Altova's Nick Nagel, spoke on XML-Driven Data Management in a Developer Den session on Wednesday, which was well-attended. Nick's presentation addressed a "top-down" approach to data modeling using XSD (XML Schema Definition language) as a data modeling language with implications for data storage and retrieval as pureXML in DB2. Nick spoke on how XSD in turn can drive process implementation serving as formal design document, and how XML facilitates process development by enabling automated data binding, data mapping, as well as storage and retrieval with XPath 2.0 and XQuery. He also showed several screenshots on how Altova's tools can make working with XML in DB2 easier for developers.

IBM's Berni Schiefer conducted a Birds of a Feather session on Performance Tips, Conundrums and Experiences with DB2, where he answered customer questions and spoke in-depth about performance tuning of DB2, including tuning for pureXML. He also gave a few other interesting talks, but I did unfortunately not have time to attend those.

There were also plenty of interesting customer talks about how they are using XML, as well as more in-depth sessions on various aspects of pureXML in DB2, but my flight is boarding in a few minutes, so I don't have enough time to report on those anymore.

XMLSpy awarded Certificate of Excellence for IBM CTO Innovation award

XMLSpy 2008 was selected today as one of only three finalists for the IBM Information-On-Demand CTO Innovation award.

It was a very diverse list of nominations for the CTO Innovation award and a very competitive judging process - with Altova being the only company in the XML and developer tools space among the semi-finalists and finalists.

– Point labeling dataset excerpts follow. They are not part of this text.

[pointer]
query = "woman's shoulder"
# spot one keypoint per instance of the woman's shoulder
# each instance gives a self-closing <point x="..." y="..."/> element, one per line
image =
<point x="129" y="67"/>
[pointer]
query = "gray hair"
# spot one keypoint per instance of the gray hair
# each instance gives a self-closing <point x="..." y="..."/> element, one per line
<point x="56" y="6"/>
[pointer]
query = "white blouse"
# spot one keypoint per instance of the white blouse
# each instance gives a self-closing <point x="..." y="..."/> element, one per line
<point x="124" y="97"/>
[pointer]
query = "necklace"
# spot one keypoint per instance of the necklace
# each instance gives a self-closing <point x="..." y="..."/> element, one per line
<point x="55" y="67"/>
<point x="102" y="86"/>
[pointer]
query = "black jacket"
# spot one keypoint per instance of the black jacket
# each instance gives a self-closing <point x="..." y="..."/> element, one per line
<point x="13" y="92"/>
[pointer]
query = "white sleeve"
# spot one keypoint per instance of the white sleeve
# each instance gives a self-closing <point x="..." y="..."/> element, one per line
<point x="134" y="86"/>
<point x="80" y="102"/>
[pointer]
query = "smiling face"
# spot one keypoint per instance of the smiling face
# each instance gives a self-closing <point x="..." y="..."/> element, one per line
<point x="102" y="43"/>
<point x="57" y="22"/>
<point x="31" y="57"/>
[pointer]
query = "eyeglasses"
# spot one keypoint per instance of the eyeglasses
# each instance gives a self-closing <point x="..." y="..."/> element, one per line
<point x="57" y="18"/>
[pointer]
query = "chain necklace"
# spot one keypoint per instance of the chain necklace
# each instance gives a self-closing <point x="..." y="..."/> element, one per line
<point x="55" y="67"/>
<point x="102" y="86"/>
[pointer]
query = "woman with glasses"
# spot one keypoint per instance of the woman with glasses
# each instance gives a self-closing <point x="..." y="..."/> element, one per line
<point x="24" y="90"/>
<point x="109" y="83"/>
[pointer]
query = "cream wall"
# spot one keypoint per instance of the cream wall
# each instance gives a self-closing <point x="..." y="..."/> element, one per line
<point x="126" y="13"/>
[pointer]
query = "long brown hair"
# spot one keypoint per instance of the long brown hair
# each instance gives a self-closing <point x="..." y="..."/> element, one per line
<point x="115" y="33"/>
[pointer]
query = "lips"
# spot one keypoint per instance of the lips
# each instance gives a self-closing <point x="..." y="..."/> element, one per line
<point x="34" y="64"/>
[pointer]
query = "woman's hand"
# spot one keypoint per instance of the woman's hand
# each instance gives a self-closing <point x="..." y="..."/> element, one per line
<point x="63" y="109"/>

At the award breakfast today the actual "winner" didn't even show up, but we received the above Certificate of Excellence. The judging was done by a panel of CTOs, experts, and IBM executives, and they were positively impressed by the new DB2-specific functionality of our XML editor.

What are you doing with XML?

We are exhibiting at the IBM Information-On-Demand conference and trade show in Las Vegas this week, where we are demoing Altova’s deep integration with IBM DB2 pureXML, and I just noticed a profound change in the answers I get to my standard question that I’ve asked every booth visitor for the last 6-7 years.

For the past several years, when I ask my standard “So, what are you doing with XML?” question, I’ve always received very diverse answers ranging from the “Oh, I’m just getting started” to the more elaborate descriptions of what key-role XML plays as a part of an entire information management infrastructure. And – depending on how general the show audience is (i.e. if this is a pure XML-specific event or rather a more general developer conference or industry event) – there was always a fair share of “XML? What is that?” responses.

What struck me only today – at the end of the second day of this show – is that I haven’t gotten a single “What is XML?” answer. Every single person I’ve talked with is using XML for something! And this is not an XML-specific event, but rather a very broad audience that goes way beyond just developers. I think that is a significant change – and a very positive one.

So let me use this observation as grounds to proclaim what I’ve predicted all along: XML is now ubiquitous. It is all-pervasive, all-encompassing. It is the lingua franca of how systems talk to one another, how data is transported, how content is stored, reused, and manipulated. And it only took a little over 8 years for XML to conquer the world.